As homeownership demographics gradually begin to shift, there is now a powerful incentive for lenders to take a leadership role through inclusion initiatives that enable more people to achieve their dream of owning a home.
According to a new study from the Urban Institute, it is projected that there will be 6.9 million net new homeowner households from 2020 to 2040, a 9% increase, made up almost entirely by minority households. Hispanic homeowners will grow by 4.8 million, homeowners of other races (mostly Asian homeowners) will increase by 2.7 million and African American homeowners will grow by 1.2 million. In the same time span, the total number of white homeowners will decline by 1.8 million.
Improving financial inclusion is our collective societal obligation.
Attaining the projections is easier said than done. Inclusion efforts need to be continuous and sustainable. One of the key reasons why inclusion efforts too often fail is that a traditional credit score is used as part of the mortgage application.
Herein lies the problem. Nearly 53 million Americans lack enough of a credit history to obtain a traditional credit score. Some 28 million consumers have files with insufficient data, and more than 25 million have no credit bureau file at all or are “credit invisible”.
For far too long, this Catch-22 conundrum—consumers want to own a home but they can’t qualify for a mortgage until they showed a credit history—was left unexamined. But now the government is shining a spotlight on the necessity for inclusion. The Project REACh—standing for Roundtable for Economic Access and Change—is bringing together leaders from the banking industry, national civil rights organizations, businesses, and technology to reduce specific barriers that prevent full, equal, and fair participation in the nation’s economy. And they are supplementing this effort with first-time home buyer incentives.
Lenders can seize a unique opportunity to become inclusion leaders.
How do lenders respond to these kinds of initiatives? One way is to recognize that the absence of bank accounts and credit history or even a previously damaged credit score don’t necessarily equate to high credit risk.
But is it truly risk? By augmenting prescreen marketing models with alternative data—defined as data not available through a traditional credit report—it becomes possible to gain a more integrated view into creditworthiness. Rather than focusing narrowly on repayment history, bankcard utilization or 30-day delinquencies, alternative data models that are highly effective predicators of behavioral patterns and financial risk levels strike right to the core of how people live and whether their lifestyle indicates that they are trending upward or downward economically. This non-traditional data empowers financial entities to tap into a huge, underserved market while remaining risk adverse.
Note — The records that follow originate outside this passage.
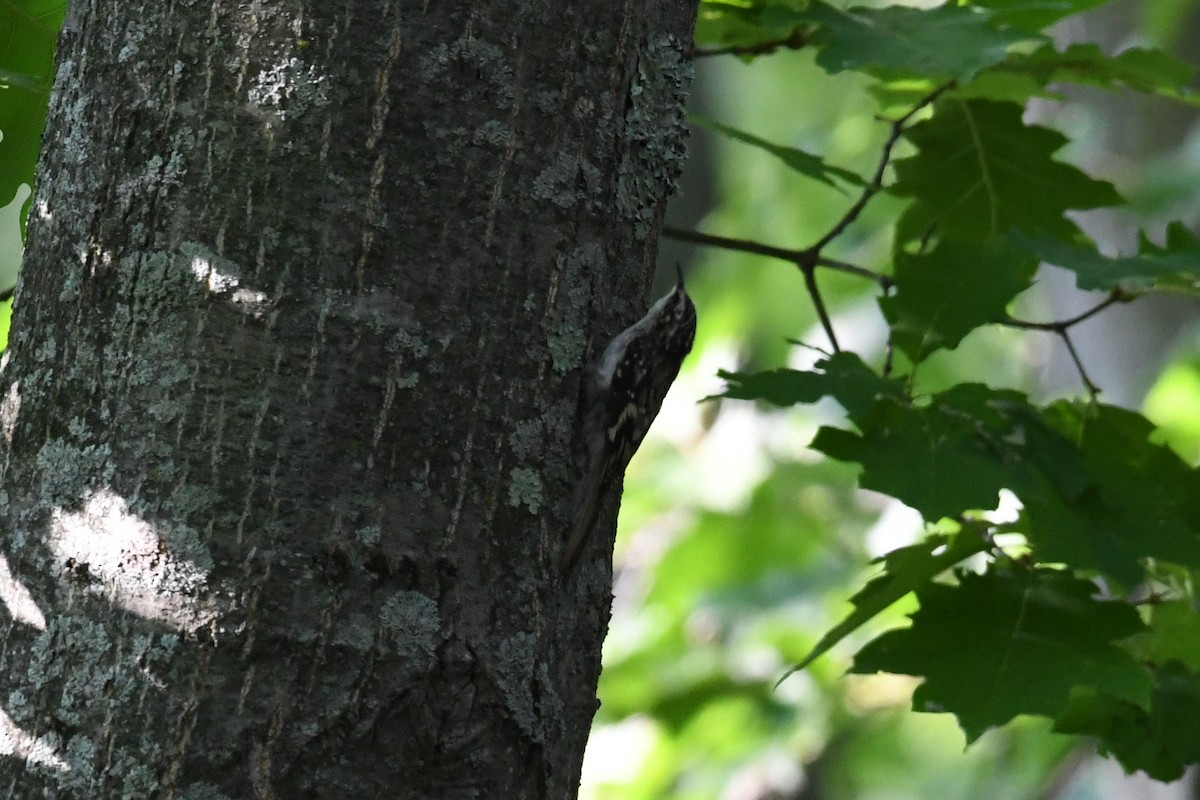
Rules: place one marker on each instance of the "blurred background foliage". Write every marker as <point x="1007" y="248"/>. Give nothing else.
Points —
<point x="739" y="547"/>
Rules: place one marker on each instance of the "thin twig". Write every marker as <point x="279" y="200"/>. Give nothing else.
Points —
<point x="1060" y="326"/>
<point x="797" y="257"/>
<point x="810" y="282"/>
<point x="1092" y="389"/>
<point x="876" y="185"/>
<point x="793" y="41"/>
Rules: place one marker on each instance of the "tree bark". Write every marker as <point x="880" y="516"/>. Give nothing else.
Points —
<point x="291" y="392"/>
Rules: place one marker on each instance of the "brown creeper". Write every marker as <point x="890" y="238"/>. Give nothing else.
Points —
<point x="623" y="391"/>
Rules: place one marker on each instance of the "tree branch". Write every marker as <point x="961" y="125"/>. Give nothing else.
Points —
<point x="876" y="185"/>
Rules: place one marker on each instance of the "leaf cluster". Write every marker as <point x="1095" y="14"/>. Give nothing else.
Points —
<point x="1080" y="609"/>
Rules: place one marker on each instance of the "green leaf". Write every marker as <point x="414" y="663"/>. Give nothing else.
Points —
<point x="843" y="377"/>
<point x="1175" y="265"/>
<point x="1140" y="68"/>
<point x="942" y="295"/>
<point x="981" y="170"/>
<point x="947" y="42"/>
<point x="748" y="25"/>
<point x="905" y="570"/>
<point x="803" y="162"/>
<point x="931" y="458"/>
<point x="1162" y="741"/>
<point x="1021" y="642"/>
<point x="1174" y="635"/>
<point x="1137" y="499"/>
<point x="30" y="34"/>
<point x="1035" y="14"/>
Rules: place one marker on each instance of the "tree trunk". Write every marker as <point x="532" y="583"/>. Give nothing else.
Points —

Alternative data may well be the right solution at the right time.
By using alternative data, pioneering lenders gain the ability to approve more applicants while reducing loss exposure across various consumer segments—no-file to thick-file, sub-prime to super-prime—by completing the picture of creditworthiness and identifying underserved yet creditworthy consumers. By shining a lens on factors such as asset ownership, address stability and tenure, education and more, it becomes easier to identify under-the-radar customers who present a low risk and may even be on a positive economic trajectory.
Of course, one of the key factors in supplementing traditional data with alternative data to come up with a truer predictive score comes down to the underlying quality of the data. To execute risk-based pricing strategies across a broader base, there are several factors to consider: whether the data is industry-specific, culled from multiple sources, and vetted through a sophisticated linking and analytics process.
By incorporating alternative data, lenders can see opportunity where others only see risk. Not only will strategic inclusion goals be met, but also the lender can expand market share while cultivating a long and profitable relationship with new customers.